IBM is deploying the full force of its researchers in laboratories around the world in a 10-year initiative to support China in transforming its national energy systems and protecting the health of citizens.
Dubbed ‘Green Horizon’, the project sets out to leap beyond current global practices in three areas critical to China’s sustainable growth: air quality management, renewable energy forecasting and energy optimization for industry. Led by IBM’s China Research laboratory, the initiative will tap into the company’s network of 12 global research labs and create an innovation ecosystem of partners from government, academia, industry and private enterprise.
One of the first partners to come on board is the Beijing Municipal Government. Through a collaboration agreement, the two parties have agreed to work together to develop solutions which can help tackle the city’s air pollution challenges. The collaboration will leverage some of IBM’s most advanced technologies such as cognitive computing, optical sensors and the internet of things all based on a Big Data and analytics platform and drawing on IBM’s deep experience in weather prediction and climate modelling.
“China has made great achievements and contributed much to the world’s economic growth over the past 30 years. It now has an opportunity to lead the world in sustainable energy and environmental management,” said D.C. Chien, Chairman and CEO, IBM Greater China Group. “While other nations waited until their economies were fully developed before taking comprehensive action to address environmental issues, China can leverage IBM’s most advanced information technologies to help transform its energy infrastructures in parallel with its growth.”
China’s economic growth over the past several decades has raised the living standards of hundreds of millions of Chinese citizens and led to China becoming the second largest economy in the world. However, the resulting environmental impact, particularly air pollution, has become a priority for the Chinese government and a matter of global importance.
According to Dr. Lu Qiang, Professor at Tsinghua University and Fellow of the Chinese Academy of Sciences, “the key to tackling environmental problems is not only monitoring emissions but adopting a comprehensive approach to air quality management and addressing the issues at their roots. Initiatives like IBM’s Green Horizon can help by fostering joint innovation across the entire energy value chain.”
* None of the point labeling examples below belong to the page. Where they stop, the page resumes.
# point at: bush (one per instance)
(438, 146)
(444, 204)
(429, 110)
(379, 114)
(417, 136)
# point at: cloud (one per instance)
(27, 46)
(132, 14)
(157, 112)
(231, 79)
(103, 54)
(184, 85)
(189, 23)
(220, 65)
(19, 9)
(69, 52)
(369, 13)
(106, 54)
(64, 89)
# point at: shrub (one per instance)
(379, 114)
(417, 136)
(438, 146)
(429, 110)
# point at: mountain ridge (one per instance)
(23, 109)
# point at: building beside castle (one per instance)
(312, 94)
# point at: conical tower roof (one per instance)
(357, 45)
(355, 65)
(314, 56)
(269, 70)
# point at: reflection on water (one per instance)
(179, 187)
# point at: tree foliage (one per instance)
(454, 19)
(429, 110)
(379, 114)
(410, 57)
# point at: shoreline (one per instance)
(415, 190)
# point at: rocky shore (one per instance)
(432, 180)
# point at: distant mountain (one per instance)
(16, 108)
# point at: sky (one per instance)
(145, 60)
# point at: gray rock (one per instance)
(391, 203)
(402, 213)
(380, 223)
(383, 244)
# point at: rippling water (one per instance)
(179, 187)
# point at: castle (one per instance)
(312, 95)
Renewable Energy Forecasting
The Chinese government recently announced increased investment in solar, wind, hydro and biomass energy in a bid to decrease its dependency on fossil fuels. To support the objective, IBM has developed a renewable energy forecasting system to help energy grids harness and manage alternative energy sources.
The solution combines weather prediction and Big Data analytics to accurately forecast the availability of renewable energy which is renowned for its variability. It enables utility companies to forecast the amount of energy which will be available to be redirected into the grid or stored – helping to ensure that as little as possible is wasted. It increases the viability of renewable energy, helping the Chinese government to realize its objective of getting 13% of consumed energy from non-fossil fuels by 2017 and enabling the construction of the world’s biggest renewable grids.
Urban Air Quality Management
Global urbanization is creating air quality challenges for all major cities around the world. In China, where cities have been the engines of much of the country’s economic growth over the past decade, the government has launched the “Airborne Pollution Prevention and Control Action Plan” as it moves to safeguard the health of approximately 700 million people living in urban areas.
The city of Beijing will invest over $160 billion to improve air quality and deliver on its target of reducing harmful fine Particulate Matter (PM 2.5) particles by 25% by 2017. To support the initiative, IBM is partnering with the Beijing Municipal Government on a system to enable authorities to pinpoint the type, source and level of emissions and predict air quality in the city.
IBM’s cognitive computing systems will analyze and learn from streams of real-time data generated by air quality monitoring stations, meteorological satellites and IBM’s new-generation optical sensors – all connected by the internet of things. By applying supercomputing processing power, scientists from IBM and the Beijing Government aim to create visual maps showing the source and dispersion of pollutants across Beijing 72 hours in advance with street-scale resolution.